- Introduction
- Order of development activity
- Multiple versions of the same replaceable object
- Obtaining the correct version of replaceable objects in migrations
- Creating functions (stored procedures) using untrusted languages
TOC courtesy of Lucio Paiva.
As noted elsewhere, creating a migration is not in principle very complicated. But in this project, where we manage many non-table objects, there are complications. We try to document those complications here.
-
Replaceable objects require multiple versions to be retained under the revision identifier (see notes below). So the first step is usually to create a new skeleton migration from which the revision identifier can be obtained.
-
Modify the ORM to reflect the changes to be implemented. This can include:
- Modifying a table (e.g., column definitions)
- Creating a new version of a replaceable object to be created or updated (e.g., a function, view or matview)
-
Complete the migration script using the newly defined objects. See the next sections for some important advice on doing that.

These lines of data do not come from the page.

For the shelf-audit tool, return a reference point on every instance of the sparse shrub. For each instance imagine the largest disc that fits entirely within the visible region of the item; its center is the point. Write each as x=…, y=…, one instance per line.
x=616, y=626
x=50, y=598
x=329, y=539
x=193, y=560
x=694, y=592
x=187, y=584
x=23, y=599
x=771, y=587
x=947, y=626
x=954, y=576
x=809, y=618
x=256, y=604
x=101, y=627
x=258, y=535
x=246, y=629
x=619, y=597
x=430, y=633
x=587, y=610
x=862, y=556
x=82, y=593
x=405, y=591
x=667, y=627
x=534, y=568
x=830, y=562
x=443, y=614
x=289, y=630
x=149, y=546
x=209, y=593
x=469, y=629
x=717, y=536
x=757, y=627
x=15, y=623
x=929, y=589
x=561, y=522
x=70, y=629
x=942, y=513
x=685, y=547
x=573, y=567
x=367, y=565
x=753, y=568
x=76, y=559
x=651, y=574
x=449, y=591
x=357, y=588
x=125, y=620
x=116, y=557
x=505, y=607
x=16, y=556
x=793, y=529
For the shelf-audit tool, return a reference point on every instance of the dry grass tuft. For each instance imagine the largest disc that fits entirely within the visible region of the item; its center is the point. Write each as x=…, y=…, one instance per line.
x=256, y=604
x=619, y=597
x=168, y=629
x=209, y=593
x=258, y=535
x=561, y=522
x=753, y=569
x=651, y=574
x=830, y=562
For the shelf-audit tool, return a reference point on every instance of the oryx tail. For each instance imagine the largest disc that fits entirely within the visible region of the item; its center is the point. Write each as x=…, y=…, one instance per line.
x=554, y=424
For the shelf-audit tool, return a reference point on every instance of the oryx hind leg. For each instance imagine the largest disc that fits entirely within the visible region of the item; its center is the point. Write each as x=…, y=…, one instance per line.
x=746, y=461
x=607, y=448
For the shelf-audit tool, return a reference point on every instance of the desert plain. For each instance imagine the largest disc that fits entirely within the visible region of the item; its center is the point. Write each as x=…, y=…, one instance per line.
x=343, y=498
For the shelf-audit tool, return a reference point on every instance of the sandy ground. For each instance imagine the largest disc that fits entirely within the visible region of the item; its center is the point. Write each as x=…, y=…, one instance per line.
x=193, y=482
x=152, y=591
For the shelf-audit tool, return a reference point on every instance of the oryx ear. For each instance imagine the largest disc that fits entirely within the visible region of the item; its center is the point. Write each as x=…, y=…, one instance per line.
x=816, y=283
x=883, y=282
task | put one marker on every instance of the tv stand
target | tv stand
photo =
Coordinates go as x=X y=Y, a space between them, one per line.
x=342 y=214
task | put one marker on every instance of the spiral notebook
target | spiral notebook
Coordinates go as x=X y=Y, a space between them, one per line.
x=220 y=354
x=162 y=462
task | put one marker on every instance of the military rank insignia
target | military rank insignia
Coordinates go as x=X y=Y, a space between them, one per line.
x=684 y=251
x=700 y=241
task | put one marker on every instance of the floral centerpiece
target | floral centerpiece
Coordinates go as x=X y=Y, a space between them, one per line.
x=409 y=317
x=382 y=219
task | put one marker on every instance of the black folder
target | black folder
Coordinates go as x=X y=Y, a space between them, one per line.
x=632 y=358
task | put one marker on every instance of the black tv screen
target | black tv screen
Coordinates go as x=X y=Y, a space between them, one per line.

For each migration script to work in perpetuity without error, all versions of replaceable objects must be retained in the codebase. A given migration will use only one or perhaps two distinct versions of a replaceable object, but there may be many such versions corresponding to many revisions (and attendant migrations).
For example, a view or materialized view may acquire new columns and have the query defining its columns updated accordingly. But because earlier migrations involving that matview depend on earlier versions of that object, those versions of the matview must also be retained.
All object definitions are defined in the module pycds.orm
. This module is further subdivided into object types such as tables (pycds.orm.tables
), views (pycds.orm.views
), etc. Whereas tables are mutated and do not need to have old versions retained, replaceable objects require all versions to be retained separately. Within each replaceable object type module (e.g., pycds.orm.views
), there are separate version modules named according to the version in which one or more replaceable objects in that version is (re)defined (e.g., pycds.orm.views.version_bb2a222a1d4a
).
(This organization is a little awkward in practice, but logical. Other and possibly better ways of organizing things are conceivable.)
Recall that a replaceable object (a.k.a. non-table object) is one that cannot be modified in-place in the way that a table can. Instead (prompting the name), such an object must be replaced in its entirety.
In a migration script that updates a replaceable object, it is essential to obtain the old and new replaceable objects directly from the version directories where they are defined. This ensures that the correct version is dropped and/or created.
When dependent objects must be dropped and recreated in the course of updating an primary object, ensure you get each dependent object from the correct version directory, and not from the top-level pycds
module. If you do not do this, migrations will fail or potentially update the database with the wrong objects.
In order to perform certain operations, the migration user needs superuser privileges. These operations include:
- Create a stored procedure using an untrusted language (we use
plpython3u
for some) - Create or drop an extension. (This should be rare, since extensions are not generally under control of the ORM.)
We do not give high privilege to users unless they require it. In migrations, we get superuser privilege by temporarily setting the role to a superuser role name that is granted to the user only for the period when database migrations are performed. After those operations have been performed, the superuser role should be reset. For example:
op.set_role(get_su_role_name())
op.create_replaceable_object(function_in_untrusted_language)
op.reset_role()